R calls itself a “Statistical Programming Environment”. It is actually a GNU open-source offshoot of the S language which was developed back in the 1970’s at Bell Labs by John Chambers and others. It consists of two big pieces; the language and the environment. The environment provides the underlying infrastructure for data handling and storage, definitions for both simple and complex data structures and operators for conducting calculations, and a well-developed graphical subsystem that supports creation of publication-quality figures. The language is nearly identical to S. Its syntax allows the expression of most programming ideas such as assignment, conditional processing, loops, branches and recursion.

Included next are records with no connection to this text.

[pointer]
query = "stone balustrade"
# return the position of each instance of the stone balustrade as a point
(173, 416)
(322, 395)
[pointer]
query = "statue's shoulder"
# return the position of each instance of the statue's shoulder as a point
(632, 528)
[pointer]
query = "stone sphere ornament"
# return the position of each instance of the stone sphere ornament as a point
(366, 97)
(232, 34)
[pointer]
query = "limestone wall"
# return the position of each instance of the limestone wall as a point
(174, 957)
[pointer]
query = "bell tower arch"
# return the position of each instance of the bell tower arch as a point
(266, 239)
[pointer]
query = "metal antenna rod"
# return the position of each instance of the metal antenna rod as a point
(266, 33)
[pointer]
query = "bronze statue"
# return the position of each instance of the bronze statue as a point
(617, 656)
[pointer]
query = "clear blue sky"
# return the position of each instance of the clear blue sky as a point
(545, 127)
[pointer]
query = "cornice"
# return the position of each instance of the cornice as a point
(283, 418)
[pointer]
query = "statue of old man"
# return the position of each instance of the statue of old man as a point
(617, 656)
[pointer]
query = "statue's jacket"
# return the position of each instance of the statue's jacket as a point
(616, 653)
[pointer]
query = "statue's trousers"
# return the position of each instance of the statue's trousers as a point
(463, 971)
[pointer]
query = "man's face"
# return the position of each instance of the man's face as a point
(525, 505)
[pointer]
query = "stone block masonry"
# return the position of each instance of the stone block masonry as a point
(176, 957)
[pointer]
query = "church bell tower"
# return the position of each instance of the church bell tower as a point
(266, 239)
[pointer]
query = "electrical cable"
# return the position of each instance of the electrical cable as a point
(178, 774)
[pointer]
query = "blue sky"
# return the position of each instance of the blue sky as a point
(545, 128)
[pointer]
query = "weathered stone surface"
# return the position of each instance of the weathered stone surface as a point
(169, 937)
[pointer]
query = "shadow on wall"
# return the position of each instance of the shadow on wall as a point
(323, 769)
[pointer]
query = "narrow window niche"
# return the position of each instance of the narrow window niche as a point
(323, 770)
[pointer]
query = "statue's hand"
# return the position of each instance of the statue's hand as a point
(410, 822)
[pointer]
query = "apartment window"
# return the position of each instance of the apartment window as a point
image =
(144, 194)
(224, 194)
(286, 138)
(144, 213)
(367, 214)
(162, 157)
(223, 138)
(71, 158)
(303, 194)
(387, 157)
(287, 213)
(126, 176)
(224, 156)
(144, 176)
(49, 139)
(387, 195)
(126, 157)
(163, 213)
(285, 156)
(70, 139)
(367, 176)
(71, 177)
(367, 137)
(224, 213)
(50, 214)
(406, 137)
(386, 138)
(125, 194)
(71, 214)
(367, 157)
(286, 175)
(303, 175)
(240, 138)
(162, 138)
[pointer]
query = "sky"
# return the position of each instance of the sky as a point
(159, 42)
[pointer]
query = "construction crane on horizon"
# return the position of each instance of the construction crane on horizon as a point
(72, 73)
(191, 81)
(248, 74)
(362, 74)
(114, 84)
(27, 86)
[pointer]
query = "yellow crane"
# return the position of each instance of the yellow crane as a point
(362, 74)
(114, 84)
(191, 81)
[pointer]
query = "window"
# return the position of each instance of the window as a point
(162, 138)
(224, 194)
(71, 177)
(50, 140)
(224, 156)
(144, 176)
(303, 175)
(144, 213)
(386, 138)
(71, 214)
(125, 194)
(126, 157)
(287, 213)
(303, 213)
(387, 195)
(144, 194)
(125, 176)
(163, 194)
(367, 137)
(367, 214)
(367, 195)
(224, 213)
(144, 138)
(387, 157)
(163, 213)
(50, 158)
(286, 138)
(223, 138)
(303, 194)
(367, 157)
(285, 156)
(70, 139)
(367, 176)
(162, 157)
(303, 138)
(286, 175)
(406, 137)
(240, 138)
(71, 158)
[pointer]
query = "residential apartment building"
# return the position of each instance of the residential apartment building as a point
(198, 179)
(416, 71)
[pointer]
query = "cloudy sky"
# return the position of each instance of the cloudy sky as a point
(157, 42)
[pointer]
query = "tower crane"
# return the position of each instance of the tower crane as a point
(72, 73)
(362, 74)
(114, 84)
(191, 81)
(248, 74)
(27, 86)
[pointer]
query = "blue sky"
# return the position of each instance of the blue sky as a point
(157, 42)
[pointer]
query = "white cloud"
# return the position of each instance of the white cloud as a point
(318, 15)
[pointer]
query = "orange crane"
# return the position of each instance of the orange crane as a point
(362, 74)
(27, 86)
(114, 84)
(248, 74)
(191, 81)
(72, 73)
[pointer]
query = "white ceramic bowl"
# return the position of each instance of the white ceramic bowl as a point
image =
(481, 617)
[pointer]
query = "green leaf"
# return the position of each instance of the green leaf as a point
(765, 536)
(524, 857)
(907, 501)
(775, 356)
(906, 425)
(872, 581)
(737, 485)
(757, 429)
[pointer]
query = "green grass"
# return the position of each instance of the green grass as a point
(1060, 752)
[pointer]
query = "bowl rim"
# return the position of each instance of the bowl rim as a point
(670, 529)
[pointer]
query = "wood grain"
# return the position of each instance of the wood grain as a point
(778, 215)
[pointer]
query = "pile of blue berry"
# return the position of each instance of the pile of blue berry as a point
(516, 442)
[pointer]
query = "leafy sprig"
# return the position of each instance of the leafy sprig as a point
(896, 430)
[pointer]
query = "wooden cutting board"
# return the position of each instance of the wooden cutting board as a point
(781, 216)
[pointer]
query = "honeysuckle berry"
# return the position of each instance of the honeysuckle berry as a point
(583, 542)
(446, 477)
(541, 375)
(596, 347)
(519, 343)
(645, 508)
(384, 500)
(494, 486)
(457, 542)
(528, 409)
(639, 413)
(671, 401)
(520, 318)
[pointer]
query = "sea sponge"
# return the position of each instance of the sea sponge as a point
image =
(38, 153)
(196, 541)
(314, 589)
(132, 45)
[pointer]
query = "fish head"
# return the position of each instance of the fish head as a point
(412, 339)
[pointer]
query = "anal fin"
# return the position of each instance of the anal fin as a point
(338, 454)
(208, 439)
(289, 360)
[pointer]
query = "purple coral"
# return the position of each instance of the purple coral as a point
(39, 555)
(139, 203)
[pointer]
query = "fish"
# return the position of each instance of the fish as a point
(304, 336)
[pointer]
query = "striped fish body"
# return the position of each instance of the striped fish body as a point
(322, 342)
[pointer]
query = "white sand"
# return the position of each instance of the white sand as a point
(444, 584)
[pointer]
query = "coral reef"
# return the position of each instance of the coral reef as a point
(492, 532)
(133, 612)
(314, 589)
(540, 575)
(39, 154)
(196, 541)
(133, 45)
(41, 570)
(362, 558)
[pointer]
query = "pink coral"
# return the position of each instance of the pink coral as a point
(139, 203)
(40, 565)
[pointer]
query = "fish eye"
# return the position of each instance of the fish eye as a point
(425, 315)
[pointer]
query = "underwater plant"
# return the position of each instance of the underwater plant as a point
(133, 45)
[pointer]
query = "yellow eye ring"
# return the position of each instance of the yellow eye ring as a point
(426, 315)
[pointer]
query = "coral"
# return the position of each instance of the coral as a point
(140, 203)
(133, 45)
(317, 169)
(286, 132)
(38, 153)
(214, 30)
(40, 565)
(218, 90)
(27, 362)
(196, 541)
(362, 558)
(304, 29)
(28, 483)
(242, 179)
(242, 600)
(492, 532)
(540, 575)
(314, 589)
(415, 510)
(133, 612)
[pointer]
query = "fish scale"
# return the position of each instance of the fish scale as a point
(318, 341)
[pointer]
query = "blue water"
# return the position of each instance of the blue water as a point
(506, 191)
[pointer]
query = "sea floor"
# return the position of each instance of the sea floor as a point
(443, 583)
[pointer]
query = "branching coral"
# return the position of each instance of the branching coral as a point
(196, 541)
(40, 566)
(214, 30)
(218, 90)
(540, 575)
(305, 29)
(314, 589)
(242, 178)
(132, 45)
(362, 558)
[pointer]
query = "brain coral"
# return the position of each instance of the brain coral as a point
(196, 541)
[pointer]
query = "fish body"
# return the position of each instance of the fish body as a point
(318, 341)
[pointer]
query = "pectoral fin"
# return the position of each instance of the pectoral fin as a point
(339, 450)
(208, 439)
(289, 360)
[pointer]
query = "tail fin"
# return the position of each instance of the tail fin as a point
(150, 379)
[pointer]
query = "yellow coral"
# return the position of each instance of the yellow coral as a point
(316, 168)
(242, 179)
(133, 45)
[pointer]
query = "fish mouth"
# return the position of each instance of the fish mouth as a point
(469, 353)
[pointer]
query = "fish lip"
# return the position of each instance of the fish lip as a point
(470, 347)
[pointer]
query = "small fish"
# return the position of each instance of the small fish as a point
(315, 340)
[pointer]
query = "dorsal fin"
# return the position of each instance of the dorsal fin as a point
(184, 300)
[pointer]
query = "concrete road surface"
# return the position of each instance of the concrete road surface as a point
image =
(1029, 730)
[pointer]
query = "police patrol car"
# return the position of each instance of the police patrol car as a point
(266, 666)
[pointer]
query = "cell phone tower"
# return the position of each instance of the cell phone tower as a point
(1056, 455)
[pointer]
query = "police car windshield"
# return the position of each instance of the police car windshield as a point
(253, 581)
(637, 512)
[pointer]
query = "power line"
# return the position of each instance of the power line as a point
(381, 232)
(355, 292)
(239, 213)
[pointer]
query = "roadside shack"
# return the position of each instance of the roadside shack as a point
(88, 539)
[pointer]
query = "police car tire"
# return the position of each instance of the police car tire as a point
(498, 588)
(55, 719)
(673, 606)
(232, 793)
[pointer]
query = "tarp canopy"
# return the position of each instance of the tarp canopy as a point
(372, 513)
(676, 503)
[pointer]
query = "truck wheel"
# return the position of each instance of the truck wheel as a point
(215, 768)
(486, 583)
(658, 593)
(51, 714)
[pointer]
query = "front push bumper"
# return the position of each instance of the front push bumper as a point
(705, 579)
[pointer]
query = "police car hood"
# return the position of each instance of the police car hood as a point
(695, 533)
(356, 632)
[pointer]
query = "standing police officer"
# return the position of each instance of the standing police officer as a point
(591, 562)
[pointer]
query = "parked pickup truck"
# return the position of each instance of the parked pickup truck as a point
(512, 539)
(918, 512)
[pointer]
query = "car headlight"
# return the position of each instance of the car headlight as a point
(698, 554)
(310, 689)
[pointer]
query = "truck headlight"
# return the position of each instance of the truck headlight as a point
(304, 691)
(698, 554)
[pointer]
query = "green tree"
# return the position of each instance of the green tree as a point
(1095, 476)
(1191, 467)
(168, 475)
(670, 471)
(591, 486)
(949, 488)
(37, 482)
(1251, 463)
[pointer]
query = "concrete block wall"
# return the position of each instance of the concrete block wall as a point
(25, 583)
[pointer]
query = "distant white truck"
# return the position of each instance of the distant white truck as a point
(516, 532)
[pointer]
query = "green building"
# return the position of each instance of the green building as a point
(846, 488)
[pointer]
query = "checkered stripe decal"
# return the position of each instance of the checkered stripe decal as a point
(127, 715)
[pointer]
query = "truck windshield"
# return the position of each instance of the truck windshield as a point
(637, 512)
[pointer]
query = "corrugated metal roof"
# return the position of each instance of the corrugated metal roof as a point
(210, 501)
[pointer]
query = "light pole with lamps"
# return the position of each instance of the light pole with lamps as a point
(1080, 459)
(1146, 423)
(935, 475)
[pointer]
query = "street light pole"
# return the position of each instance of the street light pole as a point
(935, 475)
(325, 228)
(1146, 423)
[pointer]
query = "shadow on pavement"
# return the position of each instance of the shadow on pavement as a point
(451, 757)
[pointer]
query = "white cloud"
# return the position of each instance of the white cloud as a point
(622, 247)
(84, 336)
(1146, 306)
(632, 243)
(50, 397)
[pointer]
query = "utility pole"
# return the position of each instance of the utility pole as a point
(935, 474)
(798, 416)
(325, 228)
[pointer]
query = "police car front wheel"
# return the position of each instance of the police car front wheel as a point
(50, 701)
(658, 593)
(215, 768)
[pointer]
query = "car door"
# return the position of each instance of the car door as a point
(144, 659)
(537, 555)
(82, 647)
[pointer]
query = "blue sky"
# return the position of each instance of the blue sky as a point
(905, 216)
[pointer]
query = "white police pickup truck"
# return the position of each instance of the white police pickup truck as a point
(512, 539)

R is supported by a vibrant community. There are about 2 dozen core contributors, and scores more people who have donated code, fixed bugs and provided documentation. There is an annual international meeting (this year it was in Denmark).

Why R?

A key reason that R has emerged as a very powerful platform for developing algorithms for flow cytometry is the idea of the package. Packages are coherent collections of software that address a fairly specific problem. Specifications for writing packages are extremely well defined, and include documentation as a core element. Packages are contributed freely by their authors (generally under a liberal open source license), and peer-reviewed before inclusion in either R or Bioconductor. Thus, their quality is on average considerably higher than much free, open-source software at large (you’ll occasionally come across exceptions to this rule). Packages (like flowCore) enable you to address flow cytometry-specific data analysis, and when you’ve boiled your data down to a set of “features”, you can then proceed to statistical analysis, empirical modeling, visualization etc. using a vast array of other packages developed for those purposes. Source code for packages is generally distributed as part of the package. If necessary, this allows you to determine, with no ambiguity, what the code is actually doing.

What isn’t R?

R is not a point-and-click application. For that matter, neither is Git, nor any of the tools that we are using. So the entry barrier to R is higher than for lots of software used for flow cytometry data analysis (like FCSExpress, FlowJo, Kaluza, and so forth). R is not intuitive. Fortunately we have RStudio, which is an Integrated Development Environment (IDE) for R. Rstudio makes the process of writing and running R code a whole lot easier than it used to be. It does syntax highlighting to make it easy to read code. It does autocomplete and in-line completion suggestion. It presents documentation in a nicely formatted way, with search facilities to help you find the documentation you’re looking for. Thus, although it takes a bit of effort to climb R’s learning curve, R provides nearly unlimited flexibility, because if the methods you need aren’t yet available you can write them yourself (that’s what you’re here to learn). It also allows you to process large data collections automatically, run on large compute servers, transact with relational databases, and generate graphics the way you want them and not the way someone else has decided to provide.